Questo vuoto cresce e mi tarpa. Prigioniero nella mia stessa Patria, senza nemmeno l’onore di essere considerato un nemico, penso alla natura rifugiata di Apolide. Non riconosco più le strade, la gente, la musica, le parole. Da manifesti e schermi, donne e uomini mi invitano a fare questo e quello, dandomi del tu per iscritto o a voce, come se ci conoscessimo da sempre, imperturbabili al fatto che invece io non li ho mai visti e che non mi interessano le loro facce e i loro imperativi:
Vieni da noi, c’è tutto. Vota la lista quattro. Prega le leggi di Dio. Ascolta. Allacciati.
Fermati. Abbonati. Iscriviti. Registrati. Condividi. Respira. Divertiti. Canta. Taci. Firma. Paga.
Mio padre mi insegnava la Polis, a vivere per lei e dentro il suo grembo, a difenderla, ad amarla, ad accogliere i cittadini, ad ascoltarli, a discutere con loro, a litigare con loro per costruire insieme un mondo migliore e comune dentro la democrazia. A convincere l’abbiente della condivisione con l’abbietto.

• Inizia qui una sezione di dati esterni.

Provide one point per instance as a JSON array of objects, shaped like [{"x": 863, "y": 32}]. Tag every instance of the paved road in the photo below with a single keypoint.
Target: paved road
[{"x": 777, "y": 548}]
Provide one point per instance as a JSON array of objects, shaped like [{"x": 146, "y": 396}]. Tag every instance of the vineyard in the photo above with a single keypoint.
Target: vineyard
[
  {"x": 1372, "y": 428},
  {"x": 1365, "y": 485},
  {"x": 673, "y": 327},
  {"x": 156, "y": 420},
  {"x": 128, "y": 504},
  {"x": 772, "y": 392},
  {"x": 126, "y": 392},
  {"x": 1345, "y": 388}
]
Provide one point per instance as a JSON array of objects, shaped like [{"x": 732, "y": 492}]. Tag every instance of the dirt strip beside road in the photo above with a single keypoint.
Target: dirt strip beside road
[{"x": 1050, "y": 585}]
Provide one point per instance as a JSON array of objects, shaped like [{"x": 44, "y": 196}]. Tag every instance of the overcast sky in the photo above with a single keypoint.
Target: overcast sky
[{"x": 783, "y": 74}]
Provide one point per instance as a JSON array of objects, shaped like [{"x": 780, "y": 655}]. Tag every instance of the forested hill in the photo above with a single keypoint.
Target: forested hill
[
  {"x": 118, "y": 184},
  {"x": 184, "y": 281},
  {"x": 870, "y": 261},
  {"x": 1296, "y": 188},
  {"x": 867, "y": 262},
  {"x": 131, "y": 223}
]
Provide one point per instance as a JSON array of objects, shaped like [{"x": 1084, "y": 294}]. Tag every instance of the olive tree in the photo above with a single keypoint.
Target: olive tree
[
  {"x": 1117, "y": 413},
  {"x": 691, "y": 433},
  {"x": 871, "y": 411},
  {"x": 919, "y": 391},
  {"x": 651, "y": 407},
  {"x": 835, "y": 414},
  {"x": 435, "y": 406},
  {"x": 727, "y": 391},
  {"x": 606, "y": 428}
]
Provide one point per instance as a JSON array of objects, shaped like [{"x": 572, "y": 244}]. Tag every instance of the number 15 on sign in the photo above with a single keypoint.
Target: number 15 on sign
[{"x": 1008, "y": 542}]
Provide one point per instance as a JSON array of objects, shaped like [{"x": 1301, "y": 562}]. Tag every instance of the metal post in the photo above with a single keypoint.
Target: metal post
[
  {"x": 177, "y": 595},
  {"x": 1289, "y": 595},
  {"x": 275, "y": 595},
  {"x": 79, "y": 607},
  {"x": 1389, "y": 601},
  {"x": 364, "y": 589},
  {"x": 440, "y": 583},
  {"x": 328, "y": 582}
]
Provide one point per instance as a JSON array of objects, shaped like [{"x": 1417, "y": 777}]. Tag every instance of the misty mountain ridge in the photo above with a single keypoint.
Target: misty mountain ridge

Mio padre ha attraversato l’Ade tempo fa, da allora navigo in questa Patria che si è fatta opprimente e cattiva con i deboli e i malati, severa con i poveri e gli emarginati, inflessibile con i peccatori, avida di tasche già misere, che incolpa e castiga con spartana disciplina. Sono Ulisse senza nave e senza equipaggio.
La casa dove sono nato è lontana, dall’altra parte di qualcosa avvolto nella nebbia del disamore, eppure so che là resiste ancora una parte del mio cuore, tra figlie, sorelle e tombe. Forse loro, oltre quelle Colonne d’Ercole, si sentono meno sole e riescono a resistere per davvero, lo spero e credo sia così. Che difendano anche la parte separata del mio cuore, magari germoglia.
Qua, alla vigilia della Festa Nazionale, io mi amareggio di perdite e tradimenti.
Domani parleranno della Polis, come dal 1291; diranno di amarla o almeno di rispettarla, e intanto faranno prigionieri il dubbio, il dissenso, il coraggio, la diversità, il futuro, la giustizia, la pace, la speranza, la fratellanza, la comunanza, l’uguaglianza. Tante “anza” soffocate in ampollose allocuzioni, seguite da dosi immense di cibo e bevande.
Prigioniero nella mia stessa Patria, la natura rifugiata di Apolide è la soluzione del distacco. Senza bandiere, senza croce bianca in campo rosso, senza inni, senza eroi, senza preghiere, senza microfoni, senza immagini, senza fedi, senza dèi, senza missioni, senza divise, senza monumenti, senza fuochi, senza roghi, senza guerre.
Iconoclasta, incatenato, eppure libero.
31 luglio 2016
gene
Postilla
apòlide agg. e s. m. e f. [dal gr. ἄπολις -όλιδος, comp. di ἀ– priv. e πόλις «città, stato»]. – Persona che, avendo perduto la cittadinanza di origine e non avendone assunta alcun’altra, non è cittadino di alcuno stato.